Recently i owned 1998 740IL BMW with 65K miles. The car runs very good and strong. I'm new to bimmer family .

I have small minor problems noticed for which i need your expertise help to fix for below problems:

1. Exactly at 50 miles speed on odometer we notice the steering vibrate. If we decrease or increase the speed then it goes smooth. Not able to figure out what's the problem.
2. Some times driver seat power options, stearing adjustment power options stop working for a while. This is observed only few times.
3. Left side brake light stop lighting some time and observed indicator. We replaced the brake light bulb also but some time we get indicator.

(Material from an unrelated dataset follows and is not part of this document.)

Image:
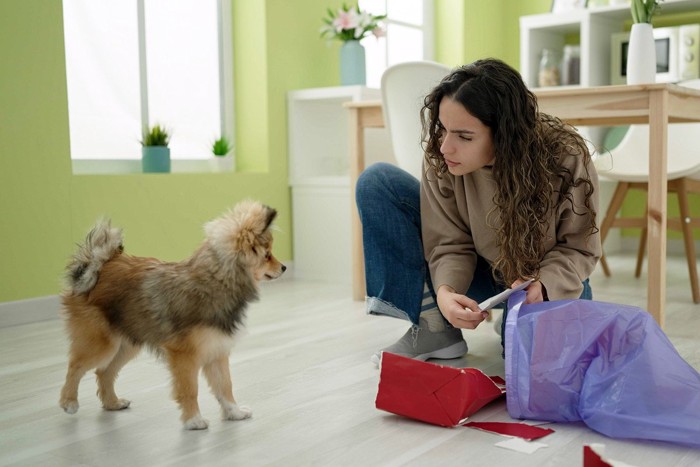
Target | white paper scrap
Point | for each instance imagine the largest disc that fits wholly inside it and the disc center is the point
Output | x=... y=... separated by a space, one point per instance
x=520 y=445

Thanks in advance for you help


----------



## momo_oo[][]oo (May 23, 2007)

1st , i think its aligment , go balance and rotate tires then do alignment it should help

2nd change the fuse it shsould be in the glove box

3rd get a bulb from BMW some times when you replace it with regular bulb from autozone or such , it does that i have this problem with my benz , but try it should work

thsank you


----------



## 345ls1 (Aug 15, 2007)

I bought a 2000 740IL with 78k miles in Feb.06. I test drove a 1999 740IL at that time, I think it had 104k on it with stock wheels. This car had that exact problem with front shacking at exactly 50 mph, would go away above or below this speed. So I knew how that felt and thought either tires/wheels were out of balance.

I purchase set of BMW 18" sport wheels with Hannkook K104 tires soon after I got the car.
Then at about 91k miles this problem has happen to my car. I've had the front tires high speed balanced but no luck. It's constant shake at 50 mph, something has to be worn in the front-end but what? Help


----------



## EdCT (Mar 14, 2002)

Having trouble with your minor seventh chords, eh? 

Sorry, bored today.

Ed


----------



## 740i_want1 (Oct 22, 2006)

I had the same vibration and took it to my mechanic (non-BMW) and they checked the front end and told me I had a bad lower control arm. So I went on line (ebay) and bought both the right and left uper and lower control arms and had them all replaced (I figured if one is bad it would be just a matter of time before they all shot craps). If I recall, it cost me about $550 total including the parts, install, and alignment. I could of had just one replace for alot less. The car is now rock solid with no vibration and tracks like a champ!

http://search.ebay.com/search/searc...37&satitle=bmw+740+e38+control+arm&category0=


----------